Iran's 3rd relief batch sent to Pakistan flood victims

Bandar Abbas (port), August 12, IRNA - A plane load of Iran's 3rd humanitarian relief batch, prepared by Iranian Red Crescent Society, was forwarded to flood stricken victims in Pakistan Wednesday.

The aides' plane left the Bandar Abbas International Airport for Islamabad early Wednesday night.

Secretary General of the Red Crescent Society told IRNA while the Iranians' contributions were being loaded on the plane to be dispatched to Pakistan, "41 tons of the most needed items for the flood victims, such as tents, food stuff, floor covering, blankets and garments, are being loaded on this plane."
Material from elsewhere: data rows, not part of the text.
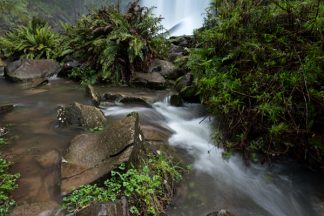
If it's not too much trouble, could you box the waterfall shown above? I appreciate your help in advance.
[141,0,210,36]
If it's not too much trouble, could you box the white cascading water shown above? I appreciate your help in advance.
[103,101,321,216]
[141,0,210,36]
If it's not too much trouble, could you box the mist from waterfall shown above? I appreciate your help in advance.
[141,0,210,36]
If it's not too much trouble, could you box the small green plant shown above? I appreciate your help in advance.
[0,138,8,146]
[0,155,19,215]
[63,154,181,215]
[0,18,64,59]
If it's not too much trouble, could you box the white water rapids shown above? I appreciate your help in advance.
[104,101,323,216]
[141,0,210,36]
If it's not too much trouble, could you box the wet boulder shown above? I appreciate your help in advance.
[170,94,183,107]
[0,104,14,115]
[0,58,7,76]
[86,85,101,106]
[5,59,61,82]
[61,113,144,193]
[76,197,129,216]
[132,72,166,89]
[9,202,66,216]
[206,209,234,216]
[169,44,189,63]
[57,102,106,129]
[148,59,179,79]
[175,73,199,102]
[87,85,170,106]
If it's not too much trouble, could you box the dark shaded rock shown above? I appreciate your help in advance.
[10,202,66,216]
[57,102,106,129]
[206,209,234,216]
[118,97,151,107]
[58,57,82,77]
[169,35,194,47]
[76,197,129,216]
[5,59,61,83]
[141,125,172,144]
[61,113,144,193]
[86,85,101,106]
[132,72,166,89]
[0,104,14,115]
[148,59,179,79]
[170,94,183,107]
[0,66,5,76]
[0,127,9,137]
[86,86,170,106]
[0,58,7,76]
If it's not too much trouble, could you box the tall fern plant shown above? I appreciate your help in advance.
[0,19,62,59]
[66,1,167,82]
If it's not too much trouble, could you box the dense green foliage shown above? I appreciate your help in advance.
[63,154,181,215]
[0,18,63,59]
[0,0,121,33]
[66,1,167,82]
[0,0,28,28]
[0,155,19,215]
[188,0,324,164]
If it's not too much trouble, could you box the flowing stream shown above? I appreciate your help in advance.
[0,78,324,216]
[104,100,324,216]
[141,0,210,36]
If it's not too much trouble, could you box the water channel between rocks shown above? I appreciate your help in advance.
[0,79,324,216]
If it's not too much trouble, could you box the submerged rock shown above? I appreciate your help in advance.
[87,86,172,106]
[57,102,106,129]
[5,59,61,82]
[148,59,179,79]
[206,209,234,216]
[86,85,101,106]
[10,202,66,216]
[0,104,14,115]
[76,197,129,216]
[132,72,166,89]
[170,94,183,107]
[61,113,144,193]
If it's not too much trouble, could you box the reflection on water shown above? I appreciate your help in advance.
[104,99,324,216]
[0,79,89,204]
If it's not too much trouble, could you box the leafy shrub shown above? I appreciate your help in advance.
[0,155,19,215]
[0,18,64,59]
[65,1,167,82]
[63,154,181,215]
[188,0,324,166]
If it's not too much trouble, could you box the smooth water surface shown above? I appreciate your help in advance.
[104,101,324,216]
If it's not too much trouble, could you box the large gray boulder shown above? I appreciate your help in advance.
[132,72,166,89]
[87,85,172,106]
[61,113,144,193]
[148,59,179,79]
[206,209,234,216]
[57,102,106,129]
[76,197,129,216]
[5,59,61,83]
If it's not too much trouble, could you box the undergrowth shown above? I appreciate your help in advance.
[63,154,181,215]
[65,1,168,83]
[0,155,19,215]
[0,18,64,59]
[188,0,324,166]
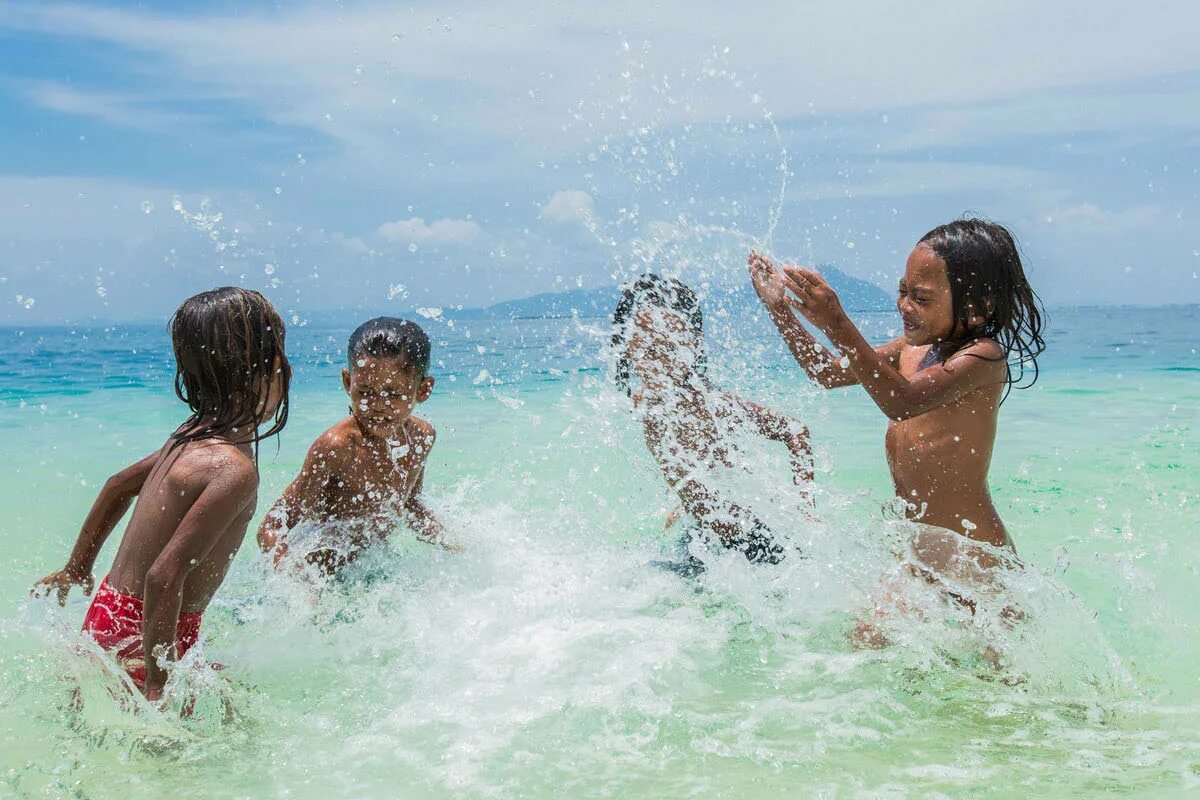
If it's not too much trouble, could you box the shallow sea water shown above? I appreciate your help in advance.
[0,307,1200,798]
Zaher Rostami added, "Keeping in mind the huge dimensions of this devastating flood the president issued a state order to accelerate the assisting process to the flood victims, according to which so far 140 tons of required items have been sent to Pakistan.

He added, "The first batch, comprised of 58 tons was forwarded in the shortest possible time, in less than 10 hours, by land and the second batch, comprised of 42 tons, was sent from Tehran by land on Tuesday night.
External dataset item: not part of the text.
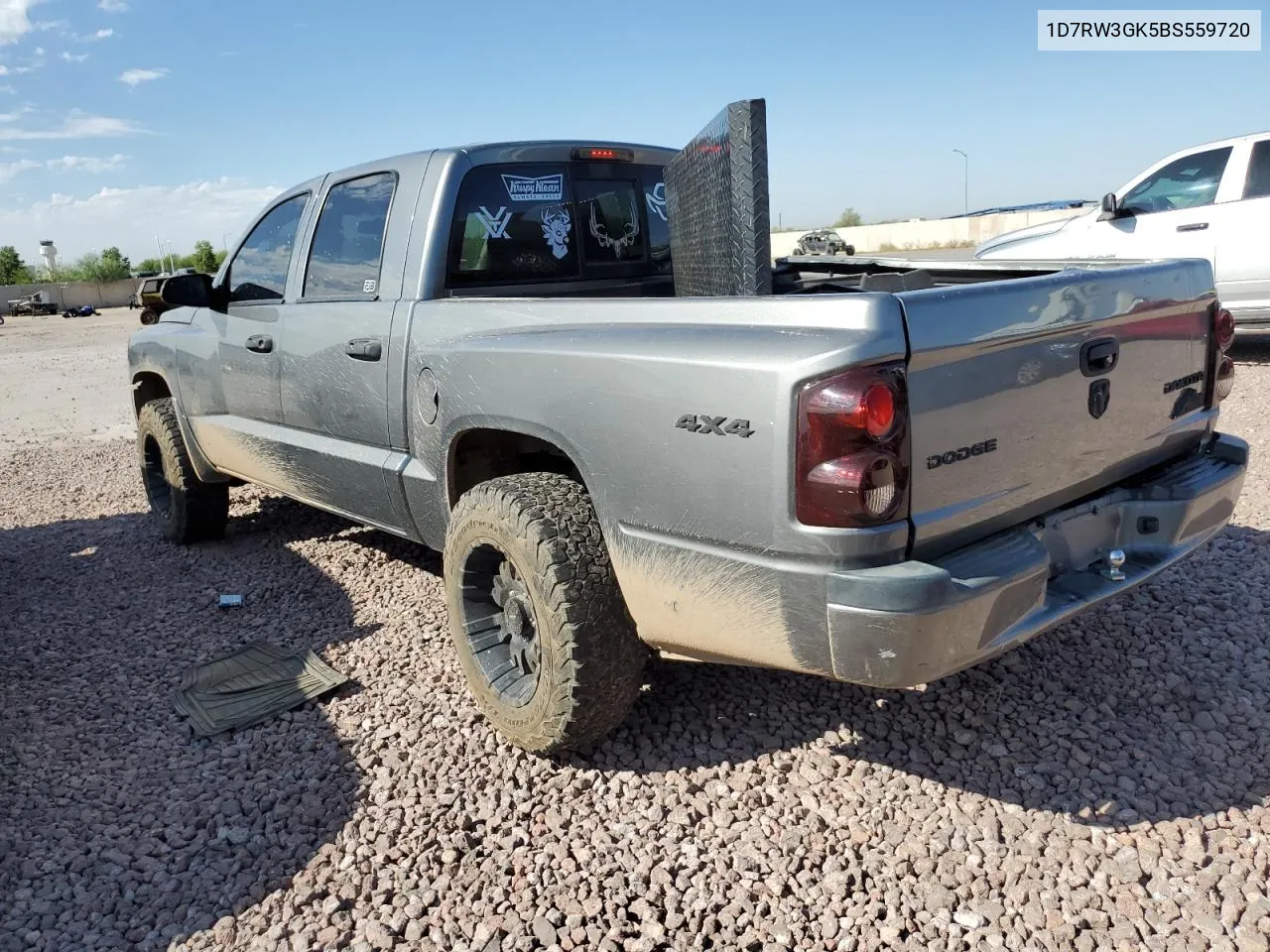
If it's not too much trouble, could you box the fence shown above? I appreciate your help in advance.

The official said that Iran's philanthropist contributions would continue and by the end of the week at least six more batches would be sent to Pakistan.

He said that the reason why Bandar Abbas was chosen for forwarding this 3rd batch was the capability of the Hormozgan Province in preparing humanitarian contributions, whose Red Crescent Society prepared and packed some 41 tons of humanitarian aided in less than 24 hours.

The number of people affected by catastrophic floods in Pakistan may outnumber those suffering from the recent major natural disasters -- the 2004 Indian Ocean tsunami, the 2005 South Asia earthquake and the 2010 Haiti earthquake, the United Nations said here on Monday.

"The number of people affected by Pakistan's floods is now estimated to be 13.8 million, according to the government of Pakistan," said a press release from the UN Office for the Coordination of Humanitarian Affairs (OCHA).

"While not all may be in need of immediate humanitarian assistance, and the severity of their needs has not yet been fully assessed, this is a higher figure than those who were affected by the 2005 South Asia tsunami (five million), the 2005 South Asia earthquake (three million), or the 2010 Haiti earthquake (three million)," the press release said. "The estimate of homes destroyed or seriously damaged -- 290,000 -- is almost the same as those destroyed in Haiti."

Earlier on Monday, UN Secretary-general Ban Ki-moon voiced his extreme concern over the massive floods that have killed hundreds of people in Pakistan, and urged donors to contribute generously to the humanitarian response, saying the effects of the disaster rivaled the impact of the earthquake that struck the South Asian country in 2005.

The earthquake is estimated to have claimed the lives of 80,000 people and caused widespread destruction in areas around Pakistan's border with India.

"The scale of this disaster [floods] rivals that of the earthquake in October 2005, but this time the geographic range is much greater," the secretary-general said during his monthly press conference at the UN Headquarters in New York.

"Let me stress now that we must also give thought to medium and longer-term assistance. This will be a major and protracted task," Ban said. "I appeal for donors to generously support Pakistan at this difficult time."